Graduation Show 2022, MAD Brussels

Graduation Show 2022, MAD Brussels

Louise Richard: MultiFelt – Histoire de pulls

Projects involving approaches to reusing, recycling, rescuing waste textiles are nothing new, certainly not in terms of student projects where they are recurring theme; however, the number of possible approaches to what will be an ongoing problem no matter how much we reduce our consumption and repair that which we consume, means that there is a near limitless number of such projects. And in many regards the more the merrier; as even those that fall by the wayside can still meaningfully contribute to a very necessary discourse.

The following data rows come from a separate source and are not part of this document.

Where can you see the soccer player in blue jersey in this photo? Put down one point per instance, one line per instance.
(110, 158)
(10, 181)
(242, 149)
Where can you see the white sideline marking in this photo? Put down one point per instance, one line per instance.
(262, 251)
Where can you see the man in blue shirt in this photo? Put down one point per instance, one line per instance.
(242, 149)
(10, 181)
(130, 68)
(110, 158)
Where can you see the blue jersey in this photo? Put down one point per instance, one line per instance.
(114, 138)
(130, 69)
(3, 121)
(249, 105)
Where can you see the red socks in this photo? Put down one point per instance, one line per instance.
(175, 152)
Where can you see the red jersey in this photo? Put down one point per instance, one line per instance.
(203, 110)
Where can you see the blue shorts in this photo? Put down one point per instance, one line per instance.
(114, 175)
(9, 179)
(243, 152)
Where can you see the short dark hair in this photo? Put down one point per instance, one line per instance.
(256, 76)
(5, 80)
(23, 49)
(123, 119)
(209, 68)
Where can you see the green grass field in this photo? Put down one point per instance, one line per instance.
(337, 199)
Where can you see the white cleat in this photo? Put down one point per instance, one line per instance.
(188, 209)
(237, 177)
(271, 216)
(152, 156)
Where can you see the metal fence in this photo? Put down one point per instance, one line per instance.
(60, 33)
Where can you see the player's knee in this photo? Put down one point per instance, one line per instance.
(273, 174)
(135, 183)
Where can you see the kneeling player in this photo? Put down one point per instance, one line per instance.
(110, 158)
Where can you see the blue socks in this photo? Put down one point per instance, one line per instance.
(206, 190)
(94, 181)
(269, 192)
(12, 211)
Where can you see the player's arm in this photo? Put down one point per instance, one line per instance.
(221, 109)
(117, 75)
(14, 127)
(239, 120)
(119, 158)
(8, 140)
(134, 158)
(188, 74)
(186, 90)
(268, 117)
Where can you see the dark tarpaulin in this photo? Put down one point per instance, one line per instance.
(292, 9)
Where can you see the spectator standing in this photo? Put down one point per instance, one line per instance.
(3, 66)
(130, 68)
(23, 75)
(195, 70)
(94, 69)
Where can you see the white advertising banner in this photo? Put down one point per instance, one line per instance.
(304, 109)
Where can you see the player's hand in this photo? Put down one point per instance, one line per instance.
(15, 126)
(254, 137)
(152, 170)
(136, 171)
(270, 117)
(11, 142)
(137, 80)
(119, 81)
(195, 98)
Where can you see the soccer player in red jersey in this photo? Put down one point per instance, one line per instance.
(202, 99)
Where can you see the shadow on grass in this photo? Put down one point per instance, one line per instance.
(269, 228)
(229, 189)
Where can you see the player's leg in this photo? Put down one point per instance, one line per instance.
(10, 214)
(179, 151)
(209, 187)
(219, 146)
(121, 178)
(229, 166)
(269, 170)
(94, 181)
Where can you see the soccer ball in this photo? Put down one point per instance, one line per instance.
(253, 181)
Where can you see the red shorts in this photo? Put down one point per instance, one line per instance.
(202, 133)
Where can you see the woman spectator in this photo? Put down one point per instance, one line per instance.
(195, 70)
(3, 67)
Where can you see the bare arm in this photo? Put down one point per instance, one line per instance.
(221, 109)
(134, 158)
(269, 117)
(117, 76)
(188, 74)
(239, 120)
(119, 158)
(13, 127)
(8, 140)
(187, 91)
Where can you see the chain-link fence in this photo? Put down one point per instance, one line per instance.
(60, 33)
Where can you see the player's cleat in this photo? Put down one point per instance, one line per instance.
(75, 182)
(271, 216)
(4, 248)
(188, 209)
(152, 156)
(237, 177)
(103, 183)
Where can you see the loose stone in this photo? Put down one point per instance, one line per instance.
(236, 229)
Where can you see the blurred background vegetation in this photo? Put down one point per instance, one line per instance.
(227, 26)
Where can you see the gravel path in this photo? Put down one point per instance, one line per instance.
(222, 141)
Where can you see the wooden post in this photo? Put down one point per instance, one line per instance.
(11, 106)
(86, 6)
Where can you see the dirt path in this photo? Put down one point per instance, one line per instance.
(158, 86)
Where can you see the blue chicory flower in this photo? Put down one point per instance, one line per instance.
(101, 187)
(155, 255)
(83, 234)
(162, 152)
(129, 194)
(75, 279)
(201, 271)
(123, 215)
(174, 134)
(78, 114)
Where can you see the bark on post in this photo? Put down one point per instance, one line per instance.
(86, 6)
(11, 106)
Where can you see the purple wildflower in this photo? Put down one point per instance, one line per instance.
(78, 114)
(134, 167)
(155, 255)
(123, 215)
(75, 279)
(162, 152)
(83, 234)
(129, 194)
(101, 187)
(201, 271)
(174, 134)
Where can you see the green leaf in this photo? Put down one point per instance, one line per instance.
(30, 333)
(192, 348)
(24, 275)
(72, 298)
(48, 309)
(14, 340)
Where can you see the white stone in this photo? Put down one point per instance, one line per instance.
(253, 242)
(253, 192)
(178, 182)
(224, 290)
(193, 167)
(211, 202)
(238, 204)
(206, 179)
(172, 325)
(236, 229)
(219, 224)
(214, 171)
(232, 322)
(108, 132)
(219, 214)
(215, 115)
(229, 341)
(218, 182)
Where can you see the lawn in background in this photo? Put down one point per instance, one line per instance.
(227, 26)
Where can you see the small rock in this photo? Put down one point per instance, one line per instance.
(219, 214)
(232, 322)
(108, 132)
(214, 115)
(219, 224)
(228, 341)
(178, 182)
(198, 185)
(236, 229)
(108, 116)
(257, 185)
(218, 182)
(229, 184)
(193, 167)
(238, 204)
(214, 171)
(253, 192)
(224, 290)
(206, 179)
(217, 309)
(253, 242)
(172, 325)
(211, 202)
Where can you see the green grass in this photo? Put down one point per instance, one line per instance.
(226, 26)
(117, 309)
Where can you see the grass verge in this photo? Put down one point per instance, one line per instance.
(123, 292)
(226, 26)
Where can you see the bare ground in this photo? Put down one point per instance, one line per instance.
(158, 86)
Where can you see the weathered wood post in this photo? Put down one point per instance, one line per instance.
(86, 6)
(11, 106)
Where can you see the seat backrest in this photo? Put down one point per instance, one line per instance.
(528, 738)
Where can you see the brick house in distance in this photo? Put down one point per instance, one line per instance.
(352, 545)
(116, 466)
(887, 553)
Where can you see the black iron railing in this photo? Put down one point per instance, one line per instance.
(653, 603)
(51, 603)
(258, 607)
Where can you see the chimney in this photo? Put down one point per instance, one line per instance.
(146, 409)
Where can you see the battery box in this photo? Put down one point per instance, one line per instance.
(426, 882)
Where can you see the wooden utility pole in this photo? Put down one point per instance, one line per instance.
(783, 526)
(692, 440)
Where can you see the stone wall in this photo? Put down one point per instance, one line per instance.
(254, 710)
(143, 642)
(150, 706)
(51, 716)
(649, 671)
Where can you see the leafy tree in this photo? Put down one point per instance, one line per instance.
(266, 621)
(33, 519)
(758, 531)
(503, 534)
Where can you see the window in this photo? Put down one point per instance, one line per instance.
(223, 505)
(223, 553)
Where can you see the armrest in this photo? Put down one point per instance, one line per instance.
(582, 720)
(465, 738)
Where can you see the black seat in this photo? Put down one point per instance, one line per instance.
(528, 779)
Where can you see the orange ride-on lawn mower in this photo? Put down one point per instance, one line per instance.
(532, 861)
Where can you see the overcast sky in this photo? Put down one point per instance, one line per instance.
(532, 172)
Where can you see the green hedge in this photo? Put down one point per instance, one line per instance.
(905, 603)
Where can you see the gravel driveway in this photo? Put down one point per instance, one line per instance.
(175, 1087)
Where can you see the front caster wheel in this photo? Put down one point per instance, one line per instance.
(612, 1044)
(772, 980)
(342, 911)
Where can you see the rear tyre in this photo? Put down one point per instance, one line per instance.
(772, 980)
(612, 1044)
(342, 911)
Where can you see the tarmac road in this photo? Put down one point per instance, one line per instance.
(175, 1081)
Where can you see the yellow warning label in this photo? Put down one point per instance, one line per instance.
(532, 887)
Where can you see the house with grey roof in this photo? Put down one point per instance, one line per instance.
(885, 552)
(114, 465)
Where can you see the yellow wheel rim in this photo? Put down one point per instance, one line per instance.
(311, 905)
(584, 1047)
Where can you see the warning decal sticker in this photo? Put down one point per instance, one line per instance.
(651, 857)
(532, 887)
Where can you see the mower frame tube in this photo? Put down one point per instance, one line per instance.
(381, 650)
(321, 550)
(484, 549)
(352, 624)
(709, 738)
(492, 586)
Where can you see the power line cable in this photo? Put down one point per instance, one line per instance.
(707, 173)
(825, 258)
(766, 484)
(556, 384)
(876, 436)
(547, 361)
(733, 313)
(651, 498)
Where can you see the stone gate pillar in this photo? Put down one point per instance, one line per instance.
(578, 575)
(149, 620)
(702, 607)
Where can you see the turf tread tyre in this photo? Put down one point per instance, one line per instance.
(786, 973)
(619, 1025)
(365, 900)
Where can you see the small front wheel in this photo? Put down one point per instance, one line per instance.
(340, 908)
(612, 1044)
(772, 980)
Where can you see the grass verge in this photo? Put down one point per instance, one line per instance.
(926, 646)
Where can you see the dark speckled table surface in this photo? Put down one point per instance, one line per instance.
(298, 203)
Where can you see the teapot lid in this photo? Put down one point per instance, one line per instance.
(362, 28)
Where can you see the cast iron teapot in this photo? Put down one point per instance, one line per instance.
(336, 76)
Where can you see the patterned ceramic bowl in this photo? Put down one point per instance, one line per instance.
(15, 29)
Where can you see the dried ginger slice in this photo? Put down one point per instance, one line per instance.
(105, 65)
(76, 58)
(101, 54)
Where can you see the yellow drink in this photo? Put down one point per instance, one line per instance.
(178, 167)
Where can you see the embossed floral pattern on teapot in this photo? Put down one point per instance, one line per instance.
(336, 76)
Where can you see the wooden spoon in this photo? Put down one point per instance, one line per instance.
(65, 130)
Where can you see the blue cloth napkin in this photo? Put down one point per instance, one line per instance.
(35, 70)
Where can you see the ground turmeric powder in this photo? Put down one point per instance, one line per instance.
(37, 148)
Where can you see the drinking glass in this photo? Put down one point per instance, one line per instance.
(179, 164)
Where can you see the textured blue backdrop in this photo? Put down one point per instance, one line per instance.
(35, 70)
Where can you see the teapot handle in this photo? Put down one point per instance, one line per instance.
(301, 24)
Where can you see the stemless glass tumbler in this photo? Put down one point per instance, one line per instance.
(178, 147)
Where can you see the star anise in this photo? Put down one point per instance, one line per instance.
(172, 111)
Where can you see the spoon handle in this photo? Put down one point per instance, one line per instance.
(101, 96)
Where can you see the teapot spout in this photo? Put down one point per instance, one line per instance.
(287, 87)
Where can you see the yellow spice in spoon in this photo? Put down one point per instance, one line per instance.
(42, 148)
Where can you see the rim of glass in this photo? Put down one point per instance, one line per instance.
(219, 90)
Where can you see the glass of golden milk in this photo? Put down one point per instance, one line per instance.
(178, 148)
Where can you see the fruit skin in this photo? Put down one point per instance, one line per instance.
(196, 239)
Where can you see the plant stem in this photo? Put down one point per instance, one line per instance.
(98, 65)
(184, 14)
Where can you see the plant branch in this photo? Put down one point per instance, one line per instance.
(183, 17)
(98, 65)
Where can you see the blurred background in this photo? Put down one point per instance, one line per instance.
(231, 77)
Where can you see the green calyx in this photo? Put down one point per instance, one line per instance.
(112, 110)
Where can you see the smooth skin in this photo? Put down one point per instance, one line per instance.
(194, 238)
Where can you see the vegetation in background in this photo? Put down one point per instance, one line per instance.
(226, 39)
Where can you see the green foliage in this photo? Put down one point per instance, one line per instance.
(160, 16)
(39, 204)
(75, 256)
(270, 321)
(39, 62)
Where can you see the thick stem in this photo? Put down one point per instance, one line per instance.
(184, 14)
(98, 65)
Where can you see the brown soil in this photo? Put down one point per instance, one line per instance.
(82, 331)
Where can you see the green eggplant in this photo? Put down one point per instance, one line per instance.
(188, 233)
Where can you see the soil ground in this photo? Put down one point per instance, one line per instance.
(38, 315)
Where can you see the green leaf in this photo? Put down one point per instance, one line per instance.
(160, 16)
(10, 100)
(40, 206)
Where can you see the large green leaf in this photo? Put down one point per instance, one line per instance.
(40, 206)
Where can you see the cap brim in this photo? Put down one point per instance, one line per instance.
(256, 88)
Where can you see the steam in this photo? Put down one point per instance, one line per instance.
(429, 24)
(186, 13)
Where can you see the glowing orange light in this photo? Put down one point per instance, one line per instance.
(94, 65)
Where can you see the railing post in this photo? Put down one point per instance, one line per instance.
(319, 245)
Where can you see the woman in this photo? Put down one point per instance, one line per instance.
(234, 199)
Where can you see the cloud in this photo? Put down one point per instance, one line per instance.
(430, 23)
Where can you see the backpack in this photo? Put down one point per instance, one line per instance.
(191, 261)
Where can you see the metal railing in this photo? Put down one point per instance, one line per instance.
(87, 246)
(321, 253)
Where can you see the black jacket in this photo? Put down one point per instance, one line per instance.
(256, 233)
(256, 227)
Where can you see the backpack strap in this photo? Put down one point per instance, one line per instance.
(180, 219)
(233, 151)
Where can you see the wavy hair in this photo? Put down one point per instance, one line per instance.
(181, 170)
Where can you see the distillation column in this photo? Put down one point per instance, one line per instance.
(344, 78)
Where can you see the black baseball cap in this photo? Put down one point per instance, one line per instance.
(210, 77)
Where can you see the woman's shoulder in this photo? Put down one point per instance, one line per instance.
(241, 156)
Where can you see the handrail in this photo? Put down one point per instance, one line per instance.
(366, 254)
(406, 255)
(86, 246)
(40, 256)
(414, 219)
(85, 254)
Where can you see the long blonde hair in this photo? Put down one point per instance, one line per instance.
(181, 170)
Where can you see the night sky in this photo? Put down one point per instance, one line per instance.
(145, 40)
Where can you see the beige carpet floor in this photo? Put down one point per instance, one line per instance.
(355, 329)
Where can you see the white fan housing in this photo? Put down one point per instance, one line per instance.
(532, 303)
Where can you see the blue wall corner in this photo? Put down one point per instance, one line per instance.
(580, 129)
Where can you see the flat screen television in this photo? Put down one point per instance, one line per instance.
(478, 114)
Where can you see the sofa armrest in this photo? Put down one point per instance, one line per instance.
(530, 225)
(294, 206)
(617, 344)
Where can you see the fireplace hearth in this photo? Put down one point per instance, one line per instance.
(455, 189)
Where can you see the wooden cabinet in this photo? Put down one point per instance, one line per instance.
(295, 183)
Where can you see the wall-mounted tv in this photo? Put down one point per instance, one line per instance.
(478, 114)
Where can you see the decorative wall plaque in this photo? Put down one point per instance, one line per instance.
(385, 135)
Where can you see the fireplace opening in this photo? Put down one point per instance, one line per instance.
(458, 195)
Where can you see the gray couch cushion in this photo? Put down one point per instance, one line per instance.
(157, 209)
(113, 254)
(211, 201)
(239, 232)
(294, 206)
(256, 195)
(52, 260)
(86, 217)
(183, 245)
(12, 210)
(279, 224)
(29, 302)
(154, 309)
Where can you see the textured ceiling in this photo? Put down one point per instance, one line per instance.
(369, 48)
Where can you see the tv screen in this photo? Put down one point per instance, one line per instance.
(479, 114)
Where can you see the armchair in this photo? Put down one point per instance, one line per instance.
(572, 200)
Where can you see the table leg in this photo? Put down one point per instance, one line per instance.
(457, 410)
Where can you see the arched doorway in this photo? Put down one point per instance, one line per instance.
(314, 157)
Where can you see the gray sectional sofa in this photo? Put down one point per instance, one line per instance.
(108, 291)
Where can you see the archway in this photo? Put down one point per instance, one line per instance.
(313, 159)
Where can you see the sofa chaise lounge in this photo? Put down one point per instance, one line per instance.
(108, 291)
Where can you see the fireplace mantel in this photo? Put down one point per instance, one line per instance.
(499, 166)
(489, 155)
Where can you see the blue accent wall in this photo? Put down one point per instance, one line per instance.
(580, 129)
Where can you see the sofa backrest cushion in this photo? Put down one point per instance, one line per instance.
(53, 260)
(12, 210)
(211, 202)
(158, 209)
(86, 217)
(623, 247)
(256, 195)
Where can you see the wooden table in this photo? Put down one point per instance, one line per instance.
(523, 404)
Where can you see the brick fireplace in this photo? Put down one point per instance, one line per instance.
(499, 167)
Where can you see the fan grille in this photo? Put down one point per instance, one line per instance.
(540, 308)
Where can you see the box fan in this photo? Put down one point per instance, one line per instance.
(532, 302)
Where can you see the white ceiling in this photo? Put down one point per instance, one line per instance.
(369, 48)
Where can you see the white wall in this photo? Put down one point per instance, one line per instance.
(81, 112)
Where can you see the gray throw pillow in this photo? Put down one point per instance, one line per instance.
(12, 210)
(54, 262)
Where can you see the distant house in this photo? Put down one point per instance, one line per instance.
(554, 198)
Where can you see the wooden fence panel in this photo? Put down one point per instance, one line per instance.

Thus one should never tire of student textile recycling and reuse projects.

For her graduation project at the Académie royale des Beaux-Arts de Bruxelles – École supérieure des Arts de la Ville de Bruxelles, ARBA-ESA, Louise Richard developed a process for combing locally sourced jumpers too badly damaged to be reused or repaired with local virgin wool to create the MultiFelt of the project’s title, a MultiFelt which can subsequently be used for all those situations when one employs felt. Decorative felt

Amongst the numerous aspects contained in the project that caught our attention we particularly liked the use of local wool, which is what all wool used to be, or at least regional, not a global product of global industry. And wool which, in many regards, once came as by-product from local, regional, sheep who primarily served to satisfy a whole host of other environmental, nutritional and economic purposes. And whose return, and the associated return of more small scale, local farming, we’d argue, would be something very much to be welcomed.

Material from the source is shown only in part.